Oh, lo siento. Me temo que garrapatearé de nuevo sobre Cataluña. Porque en relación con este padecimiento hay algo que me obsesiona, y son precisamente las obsesiones de la izquierda: fuerzas políticas, intelectuales, ciudadanos del común. Aunque coloquen con cuidado de orfebre picajoso algunas reservas ("no me gusta nada Puigdemont", "no, el referéndum ciertamente no ofreció garantías suficientes", "a mi no me gustan nada las banderas, oye") se muestran absolutamente refractarias a entender que en este conflicto no existen simetrías ni son capaces de levantar su foco de atención de un personaje infausto como Mariano Rajoy o de las tentaciones autoritarias y la corrupción constatable y constatada del Partido Popular. El realmente peligroso - me comentaba un escritor canario que leo y admiro por su talento y, si me permiten, su profesionalidad - es realmente el señor Rajoy. Lo cierto es que durante un cuarto de siglo se ha mantenido y compartido la suposición según la cual cualquier conato secesionista sería aplastado por el Ejército y el último lustro el progresismo estaba convencido que Rajoy suspendería la autonomía catalana a la primera e inocente provocación. Muy al contrario la respuesta del Gobierno español ha sido bastante comedida, porque el Gobierno español sabe perfectamente lo que se juega -y se juega el país entero - en esta situación. Al otro lado están un president y un Govern que, aupados en una coalición entre nacionalismo tradicional, carlismo tuneado y populismo neocomunista, una coalición que ni de lejos representa una amplia mayoría de catalanes, se ha llevado por delante el orden constitucional y el propio estatuto de autonomía que eran su base de legitimidad, fracturando la sociedad y con una estrategia deliberada para romper con el Estado español o, si se puede negociar, romper con el Estado español.

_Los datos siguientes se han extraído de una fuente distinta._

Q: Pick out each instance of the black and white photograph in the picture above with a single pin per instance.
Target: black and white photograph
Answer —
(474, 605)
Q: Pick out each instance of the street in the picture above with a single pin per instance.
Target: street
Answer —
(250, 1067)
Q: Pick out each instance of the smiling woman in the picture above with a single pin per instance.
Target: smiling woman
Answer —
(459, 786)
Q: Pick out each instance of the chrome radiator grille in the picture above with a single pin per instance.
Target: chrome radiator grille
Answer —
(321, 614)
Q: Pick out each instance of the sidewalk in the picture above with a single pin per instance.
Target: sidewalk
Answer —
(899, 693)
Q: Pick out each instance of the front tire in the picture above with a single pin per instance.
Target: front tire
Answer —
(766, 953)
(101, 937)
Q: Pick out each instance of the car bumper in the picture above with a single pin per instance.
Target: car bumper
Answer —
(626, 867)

Los que insisten en el diálogo lo hacen por ingenuidad o por miedo. Puigdemont y los suyos - esa heterogénea coalición de intereses y susceptibilidades - tienen un objetivo estratégico a corto plazo al que no van a renunciar: constituir una república independiente. Eso enloquece a muchos amigos de izquierdas (¡chacho, una república!) que creen que las leyes no son más que convenciones estúpidas que han cincelado ricos y poderosos para impedir a la buena gente hacer lo que se quiere, porque hacer lo que uno quiere (si lo quiere la suficiente gente) es la democracia, y lo demás, un asqueroso fascismo. Nuestras izquierdas es tan mal educadas política y democráticamente como nuestras derechas, pero hacemos como que no. Yo coincido con aquellos (como el profesor Pablo Simón) que sitúan como combustible más potente de la nueva tormenta soberanista en Cataluña la crisis económica de la última década y no ninguna identidad maltratada con inaudita saña, no ningún pueblo engañado y humillado por Madrid, porque Madrid no es España, ni Mariano Rajoy es Madrid, ni la gran mayoría de votantes del PP exuda facherío, ni la sentencia del Tribunal Constitucional sobre el nuevo Estatuto fue una traición al compromiso de integración de Cataluña en el Estado español.

Es perfectamente compatible desear como anhelo ciudadano que el PP no siga en el Gobierno de España y termine vapuleado electoralmente en los próximos comicios como criticar y despreciar a unos aventureros que se cagan planificadamente, mientras cacarean un relato trufado de mendacidad política y miseria intelectual, en la base de la convivencia democrática de un nación. Que una amplísima mayoría de la izquierda no lo entienda es un problema. Otro problema. En realidad el problema de siempre en Cataluña y fuera de Cataluña.